How can I fix a deployment that won't start because there's not enough storage for its volume to mount in Longhorn?
Issue Description
If you're experiencing a situation where replicas in a deployment are not getting scheduled as anticipated, it often becomes evident through two key indicators:
- First, in the Longhorn GUI, you might see an error message related to the persistent volume claim (PVC) reading: "Scheduling Failure. Replica Schedule Failure."
Longhorn Ui Error:
- Secondly, when you use the
kubectl describe pod
command on the relevant pod, you may encounter an error stating "Unable to attach or mount volumes." These symptoms suggest issues with volume scheduling and mounting in the cluster.
Failed pod event log:Warning FailedMount 2m29s kubelet Unable to attach or mount volumes: unmounted volumes=[061d493d-8881-4e91-a8da-c780b66dcbf3-storage], unattached volumes=[localstorage 061d493d-8881-4e91-a8da-c780b66dcbf3-storage secret-volume pipstorage cert-trust-store shm-volume tmpstorage workspacestorage domain-cert-config additional-ca-cert-config cert-location temp-location]: timed out waiting for the condition
Warning FailedAttachVolume 45s (x12 over 9m5s) attachdetach-controller AttachVolume.Attach failed for volume “pvc-9c793e62-a7a6-45dc-b60c-3fd1d363b8fb” : rpc error: code = Aborted desc = volume pvc-9c793e62-a7a6-45dc-b60c-3fd1d363b8fb is not ready for workloads
Resolution
- Free Up Space or Adjust Settings:
Ensure the disk has sufficient space. You may need to free up space or adjust the 'Minimal Available Percentage' setting. For instance, you can reduce it from the default 30% to 20%, and even down to 10% if using a dedicated disk for Longhorn.
-
- If freeing up space isn’t an option or sufficient, the next step is to expand your storage capacity by adding additional disks to your cluster.
-
- This article proceeds under the assumption that disk space can be made available.
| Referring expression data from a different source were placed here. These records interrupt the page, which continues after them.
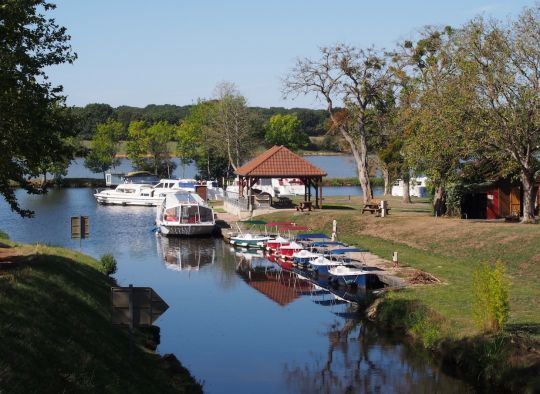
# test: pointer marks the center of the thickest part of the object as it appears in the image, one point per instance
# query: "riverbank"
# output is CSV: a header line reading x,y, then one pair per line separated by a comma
x,y
57,335
439,315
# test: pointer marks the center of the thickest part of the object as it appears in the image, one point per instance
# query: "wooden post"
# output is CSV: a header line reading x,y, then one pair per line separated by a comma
x,y
320,189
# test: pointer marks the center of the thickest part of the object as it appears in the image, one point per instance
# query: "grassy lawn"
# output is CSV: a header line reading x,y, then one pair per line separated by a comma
x,y
449,249
56,331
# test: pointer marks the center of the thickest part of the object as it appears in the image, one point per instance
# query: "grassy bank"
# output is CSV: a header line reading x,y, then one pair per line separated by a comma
x,y
56,331
440,316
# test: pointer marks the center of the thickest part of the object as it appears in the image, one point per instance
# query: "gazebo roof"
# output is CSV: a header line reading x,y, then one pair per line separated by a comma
x,y
279,162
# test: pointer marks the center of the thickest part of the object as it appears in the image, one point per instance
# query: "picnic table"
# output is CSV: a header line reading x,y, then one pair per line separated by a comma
x,y
374,206
304,205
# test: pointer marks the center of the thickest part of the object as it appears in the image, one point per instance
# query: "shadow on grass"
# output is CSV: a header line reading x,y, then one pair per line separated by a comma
x,y
57,335
339,207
- Edit Node and Disks Settings:
Navigate to the 'Node' tab within the Longhorn web interface.
-
- Click on the "Operations" button on the affected node where space needs to be freed.
- Select 'Edit Node and Disks'.
-
- Under the 'datadisk' settings (identified in the path field with a value of "/datadisk"), modify the Storage Reserved to 20% of the storage maximum.
-
- Click 'Save'.
- After implementing these adjustments, the pod events should resolve and the PVC status should become healthy.
Best Practices:
- The Minimal Available Percentage value should be around 20-25% if using Longhorn in the root disk. For a dedicated disk for Longhorn, you can lower the minimal available storage percentage to 10%.
- Regularly monitor disk space usage and adjust settings as necessary to prevent scheduling issues.